PRESBÍTEROS-DISCÍPULOS
Dom João Santos Cardoso
Arcebispo de Natal (RN)
O Documento de Aparecida (DAp 199) afirma que “o Povo de
Deus sente a necessidade de presbíteros-discípulos: que tenham uma profunda
experiência de Deus, configurados com o coração do Bom Pastor, dóceis às
orientações do Espírito, que se nutram da Palavra de Deus, da Eucaristia e da
oração”. No parágrafo 201, acrescenta: “A primeira exigência é que o pároco
seja um autêntico discípulo de Jesus Cristo, porque só um sacerdote enamorado
do Senhor pode renovar uma paróquia. Mas, ao mesmo tempo, deve ser um ardoroso
missionário que vive o constante desejo de buscar os afastados e não se
contenta com a simples administração.”
Essas duas passagens revelam a necessidade urgente de
presbíteros que, mais do que administradores, executores de ritos e de
atividades, sejam discípulos de Jesus e missionários ardorosos do mistério do
Reino de Deus, comprometidos com a transformação da realidade à luz do
Evangelho. Mas, então, o que significa ser discípulo?
A palavra “discípulo” é comumente usada para designar um
aluno ou seguidor de uma doutrina. No contexto cristão, porém, esse conceito
vai além: o discípulo de Cristo não é alguém que apenas aprende uma doutrina e
torna-se capaz de ensiná-la, mas alguém que estabelece uma relação pessoal de
amizade profunda com o Mestre. Na antiguidade, os mestres formavam discípulos
para que aprendessem e propagassem suas ideias. Contudo, Jesus rompe com esse
paradigma.
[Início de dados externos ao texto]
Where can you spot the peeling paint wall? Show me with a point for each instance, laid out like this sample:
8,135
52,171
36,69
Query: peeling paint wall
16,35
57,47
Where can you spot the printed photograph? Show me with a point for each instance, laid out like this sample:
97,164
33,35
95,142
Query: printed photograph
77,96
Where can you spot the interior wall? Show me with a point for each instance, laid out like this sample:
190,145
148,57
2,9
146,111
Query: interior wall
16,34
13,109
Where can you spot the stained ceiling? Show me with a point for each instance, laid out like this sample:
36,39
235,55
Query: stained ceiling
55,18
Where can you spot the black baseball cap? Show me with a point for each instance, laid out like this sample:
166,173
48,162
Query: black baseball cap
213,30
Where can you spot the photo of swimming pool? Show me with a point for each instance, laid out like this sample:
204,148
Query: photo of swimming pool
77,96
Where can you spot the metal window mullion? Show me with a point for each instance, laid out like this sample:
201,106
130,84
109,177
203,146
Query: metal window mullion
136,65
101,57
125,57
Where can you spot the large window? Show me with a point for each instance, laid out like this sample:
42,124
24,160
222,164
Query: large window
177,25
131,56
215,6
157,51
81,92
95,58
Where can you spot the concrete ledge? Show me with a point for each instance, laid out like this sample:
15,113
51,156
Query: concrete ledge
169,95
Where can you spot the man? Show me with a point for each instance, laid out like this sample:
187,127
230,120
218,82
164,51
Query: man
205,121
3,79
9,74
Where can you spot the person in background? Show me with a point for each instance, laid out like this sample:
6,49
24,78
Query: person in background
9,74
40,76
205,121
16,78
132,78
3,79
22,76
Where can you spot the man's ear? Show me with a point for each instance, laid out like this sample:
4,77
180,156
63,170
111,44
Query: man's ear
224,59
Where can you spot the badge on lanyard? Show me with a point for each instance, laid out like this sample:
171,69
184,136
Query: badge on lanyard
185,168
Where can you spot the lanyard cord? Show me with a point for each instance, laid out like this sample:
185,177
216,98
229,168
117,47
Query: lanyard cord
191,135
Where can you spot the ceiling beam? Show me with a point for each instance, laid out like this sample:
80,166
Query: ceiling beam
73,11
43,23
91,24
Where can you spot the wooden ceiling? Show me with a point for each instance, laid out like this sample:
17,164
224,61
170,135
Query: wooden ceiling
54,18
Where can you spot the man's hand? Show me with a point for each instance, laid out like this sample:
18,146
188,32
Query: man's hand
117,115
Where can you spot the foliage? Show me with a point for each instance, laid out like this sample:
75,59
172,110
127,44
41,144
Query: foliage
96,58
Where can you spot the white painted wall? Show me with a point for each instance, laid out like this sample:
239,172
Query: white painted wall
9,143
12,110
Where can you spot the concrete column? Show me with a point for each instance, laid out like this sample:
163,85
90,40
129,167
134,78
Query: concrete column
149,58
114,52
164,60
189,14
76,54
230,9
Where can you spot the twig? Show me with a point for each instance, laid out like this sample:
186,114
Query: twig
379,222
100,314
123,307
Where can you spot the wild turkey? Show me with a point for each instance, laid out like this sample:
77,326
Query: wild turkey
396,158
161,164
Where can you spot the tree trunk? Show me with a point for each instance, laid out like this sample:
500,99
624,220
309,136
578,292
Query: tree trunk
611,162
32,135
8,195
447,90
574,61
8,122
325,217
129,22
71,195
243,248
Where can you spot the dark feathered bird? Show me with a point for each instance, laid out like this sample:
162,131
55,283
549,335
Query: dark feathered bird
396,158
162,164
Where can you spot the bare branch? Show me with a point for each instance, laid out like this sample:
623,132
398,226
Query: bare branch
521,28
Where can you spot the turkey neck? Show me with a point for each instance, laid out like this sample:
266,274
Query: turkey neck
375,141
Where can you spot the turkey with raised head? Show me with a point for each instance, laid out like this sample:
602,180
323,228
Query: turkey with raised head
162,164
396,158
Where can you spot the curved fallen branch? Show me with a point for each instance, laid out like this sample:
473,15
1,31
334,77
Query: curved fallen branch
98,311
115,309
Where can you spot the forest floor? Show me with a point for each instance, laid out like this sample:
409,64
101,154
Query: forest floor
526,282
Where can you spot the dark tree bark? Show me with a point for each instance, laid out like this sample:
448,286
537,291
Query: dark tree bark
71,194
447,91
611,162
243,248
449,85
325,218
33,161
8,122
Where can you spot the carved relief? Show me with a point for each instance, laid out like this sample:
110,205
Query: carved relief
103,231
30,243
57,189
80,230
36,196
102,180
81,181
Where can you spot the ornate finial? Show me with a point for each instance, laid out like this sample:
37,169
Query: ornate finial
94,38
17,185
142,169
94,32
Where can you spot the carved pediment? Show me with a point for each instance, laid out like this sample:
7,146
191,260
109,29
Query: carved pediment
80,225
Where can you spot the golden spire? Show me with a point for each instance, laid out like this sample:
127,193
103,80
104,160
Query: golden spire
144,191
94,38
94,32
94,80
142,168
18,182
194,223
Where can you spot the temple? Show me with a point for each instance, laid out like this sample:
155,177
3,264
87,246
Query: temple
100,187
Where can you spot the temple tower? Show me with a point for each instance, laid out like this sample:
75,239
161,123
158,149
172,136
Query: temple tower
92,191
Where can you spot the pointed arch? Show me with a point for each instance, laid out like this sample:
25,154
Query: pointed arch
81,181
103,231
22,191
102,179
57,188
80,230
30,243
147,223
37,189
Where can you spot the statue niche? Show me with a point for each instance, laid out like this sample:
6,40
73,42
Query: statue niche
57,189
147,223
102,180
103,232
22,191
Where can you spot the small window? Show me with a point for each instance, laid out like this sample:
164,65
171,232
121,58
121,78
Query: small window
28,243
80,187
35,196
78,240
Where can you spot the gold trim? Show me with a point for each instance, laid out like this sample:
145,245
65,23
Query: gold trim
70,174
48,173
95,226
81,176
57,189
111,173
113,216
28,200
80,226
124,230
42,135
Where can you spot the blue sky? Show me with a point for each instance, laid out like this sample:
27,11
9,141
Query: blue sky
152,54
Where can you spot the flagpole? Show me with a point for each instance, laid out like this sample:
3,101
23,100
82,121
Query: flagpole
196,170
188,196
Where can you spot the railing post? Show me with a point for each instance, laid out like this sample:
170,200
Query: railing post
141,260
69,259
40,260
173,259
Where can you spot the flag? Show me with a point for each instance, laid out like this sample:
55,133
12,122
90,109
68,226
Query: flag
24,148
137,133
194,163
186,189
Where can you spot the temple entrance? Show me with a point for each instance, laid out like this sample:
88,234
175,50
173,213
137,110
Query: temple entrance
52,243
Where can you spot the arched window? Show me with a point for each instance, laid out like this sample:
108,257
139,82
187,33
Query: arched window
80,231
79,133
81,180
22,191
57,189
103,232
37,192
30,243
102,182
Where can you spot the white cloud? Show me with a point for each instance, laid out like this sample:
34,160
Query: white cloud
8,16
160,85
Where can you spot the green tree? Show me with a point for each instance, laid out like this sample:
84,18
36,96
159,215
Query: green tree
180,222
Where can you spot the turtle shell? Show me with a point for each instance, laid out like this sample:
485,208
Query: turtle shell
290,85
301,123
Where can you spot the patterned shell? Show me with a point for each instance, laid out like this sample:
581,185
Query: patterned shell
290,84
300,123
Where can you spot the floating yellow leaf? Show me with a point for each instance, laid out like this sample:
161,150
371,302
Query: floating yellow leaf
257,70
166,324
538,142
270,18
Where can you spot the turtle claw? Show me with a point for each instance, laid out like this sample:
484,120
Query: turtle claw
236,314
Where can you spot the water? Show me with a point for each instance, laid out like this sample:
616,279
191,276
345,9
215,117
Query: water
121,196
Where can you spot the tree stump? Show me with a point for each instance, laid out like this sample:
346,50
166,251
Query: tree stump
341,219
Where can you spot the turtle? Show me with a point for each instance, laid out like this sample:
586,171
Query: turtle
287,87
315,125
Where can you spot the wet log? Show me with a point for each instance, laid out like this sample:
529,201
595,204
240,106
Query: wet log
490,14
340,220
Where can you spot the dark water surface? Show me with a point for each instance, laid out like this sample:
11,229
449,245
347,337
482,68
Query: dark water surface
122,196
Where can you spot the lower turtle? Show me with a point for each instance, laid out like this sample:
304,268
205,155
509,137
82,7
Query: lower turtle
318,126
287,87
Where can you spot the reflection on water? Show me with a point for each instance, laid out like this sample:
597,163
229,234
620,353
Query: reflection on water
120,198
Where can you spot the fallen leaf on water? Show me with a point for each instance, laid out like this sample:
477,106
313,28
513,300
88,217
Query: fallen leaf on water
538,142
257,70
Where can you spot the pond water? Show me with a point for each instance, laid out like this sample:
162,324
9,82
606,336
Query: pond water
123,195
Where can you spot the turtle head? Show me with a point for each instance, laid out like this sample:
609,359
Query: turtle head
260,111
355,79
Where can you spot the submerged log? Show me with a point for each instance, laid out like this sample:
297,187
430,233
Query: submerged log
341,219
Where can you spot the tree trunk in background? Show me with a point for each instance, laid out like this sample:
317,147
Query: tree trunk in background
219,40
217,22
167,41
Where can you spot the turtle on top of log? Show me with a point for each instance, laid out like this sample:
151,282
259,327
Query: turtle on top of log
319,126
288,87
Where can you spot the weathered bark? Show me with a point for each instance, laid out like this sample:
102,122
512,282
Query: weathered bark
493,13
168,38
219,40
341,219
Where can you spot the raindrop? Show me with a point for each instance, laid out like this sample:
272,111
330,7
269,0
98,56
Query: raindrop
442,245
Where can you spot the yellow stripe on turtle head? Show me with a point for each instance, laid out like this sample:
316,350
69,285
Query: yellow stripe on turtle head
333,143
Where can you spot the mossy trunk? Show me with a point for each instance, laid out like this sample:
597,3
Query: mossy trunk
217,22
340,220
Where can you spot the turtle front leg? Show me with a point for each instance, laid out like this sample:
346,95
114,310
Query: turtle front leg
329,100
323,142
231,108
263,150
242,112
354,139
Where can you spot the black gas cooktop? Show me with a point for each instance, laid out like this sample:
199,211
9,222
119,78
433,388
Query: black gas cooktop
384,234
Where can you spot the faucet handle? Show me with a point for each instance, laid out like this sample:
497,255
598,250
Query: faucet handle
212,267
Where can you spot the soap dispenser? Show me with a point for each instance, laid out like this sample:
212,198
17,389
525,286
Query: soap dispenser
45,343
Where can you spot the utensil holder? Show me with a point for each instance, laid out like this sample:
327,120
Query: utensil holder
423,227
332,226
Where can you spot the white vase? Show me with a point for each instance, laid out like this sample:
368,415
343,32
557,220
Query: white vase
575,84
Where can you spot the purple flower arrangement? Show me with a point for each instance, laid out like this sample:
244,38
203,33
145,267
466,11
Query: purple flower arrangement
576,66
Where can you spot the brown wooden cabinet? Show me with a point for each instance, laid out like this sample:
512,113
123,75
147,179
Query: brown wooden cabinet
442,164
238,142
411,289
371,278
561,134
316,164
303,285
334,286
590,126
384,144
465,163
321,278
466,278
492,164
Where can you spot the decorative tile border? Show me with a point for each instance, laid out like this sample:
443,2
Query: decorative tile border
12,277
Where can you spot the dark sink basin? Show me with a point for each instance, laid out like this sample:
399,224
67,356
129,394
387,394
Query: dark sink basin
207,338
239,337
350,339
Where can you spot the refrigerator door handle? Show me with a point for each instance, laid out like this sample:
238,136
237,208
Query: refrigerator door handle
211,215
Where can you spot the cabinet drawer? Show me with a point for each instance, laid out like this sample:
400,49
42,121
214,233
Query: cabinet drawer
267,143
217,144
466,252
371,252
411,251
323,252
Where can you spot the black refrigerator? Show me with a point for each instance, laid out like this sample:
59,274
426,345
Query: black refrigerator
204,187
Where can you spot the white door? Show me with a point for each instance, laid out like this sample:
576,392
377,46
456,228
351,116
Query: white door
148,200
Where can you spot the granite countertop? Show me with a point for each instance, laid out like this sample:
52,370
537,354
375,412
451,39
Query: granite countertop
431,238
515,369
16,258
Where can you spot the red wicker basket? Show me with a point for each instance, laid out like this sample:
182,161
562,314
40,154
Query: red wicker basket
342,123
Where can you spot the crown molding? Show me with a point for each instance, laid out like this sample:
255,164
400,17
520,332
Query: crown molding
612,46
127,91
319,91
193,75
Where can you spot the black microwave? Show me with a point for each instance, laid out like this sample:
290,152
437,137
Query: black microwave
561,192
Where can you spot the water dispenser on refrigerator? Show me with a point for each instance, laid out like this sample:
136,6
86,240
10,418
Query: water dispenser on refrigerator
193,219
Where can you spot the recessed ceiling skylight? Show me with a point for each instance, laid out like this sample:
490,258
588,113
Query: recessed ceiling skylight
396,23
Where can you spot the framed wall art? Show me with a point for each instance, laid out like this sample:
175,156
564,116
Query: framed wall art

Ele não chama os discípulos para aderir a uma doutrina, ideias,
ideologia ou conjunto de leis, mas os convida a se encontrarem com Ele e
estabelecerem uma comunhão viva com Sua pessoa (DAp 131-133).
O discipulado cristão tem dois elementos essenciais: não é o
discípulo que escolhe o mestre, mas é o próprio Mestre quem escolhe seus
discípulos; além disso, os discípulos são chamados para estar com o Senhor e
participar de Sua missão (DAp 131). Quando Jesus convida os discípulos de João
Batista, “Vinde e vede” (Jo 1,39), Ele não está chamando-os para aprender uma
doutrina, mas para viver em comunhão com Ele. O discipulado, portanto, exige
uma entrega total e liberdade interior para seguir o Mestre aonde Ele for (Mt
19,16-26).
A relação entre o discípulo e Jesus é uma participação viva
no mistério de Sua relação trinitária. Na parábola da videira e dos ramos (Jo
15,1-8), Jesus descreve esse vínculo profundo. Ele não quer que sejamos apenas
servos, mas amigos e irmãos, compartilhando de Sua vida divina e da missão de
transformar o mundo. Essa amizade com Jesus transforma o discípulo, moldando
sua vida e suas motivações, de modo que ele possa fazer novas todas as coisas
(DAp 132).
Ser discípulo implica também carregar a cruz, assim como o
próprio Cristo a carregou. A esse respeito, Jesus é muito claro: “Se alguém
quer vir após mim, negue-se a si mesmo, tome a sua cruz e siga-me” (Mc 8,34). A
renúncia e o sacrifício fazem parte do caminho do discípulo (DAp 140). Em um
mundo que valoriza o prazer e a busca pelo conforto, o chamado de Jesus ao
sacrifício pode parecer estranho. No entanto, essa entrega é o que dá sentido à
vida cristã, pois é na doação de si que o discípulo encontra a verdadeira
vida.
Embora o discipulado comporte a cruz, ele também é marcado
pela profunda alegria de ter encontrado o Senhor. O Documento de Aparecida
lembra que “ser cristão não é uma carga, mas um dom” (DAp 23). A verdadeira
alegria do discípulo nasce do encontro com Jesus, que dá sentido à vida e à
missão. Essa alegria não é superficial, mas enraizada na fé, e se expressa em
cada ato de amor e serviço ao próximo (DAp 32).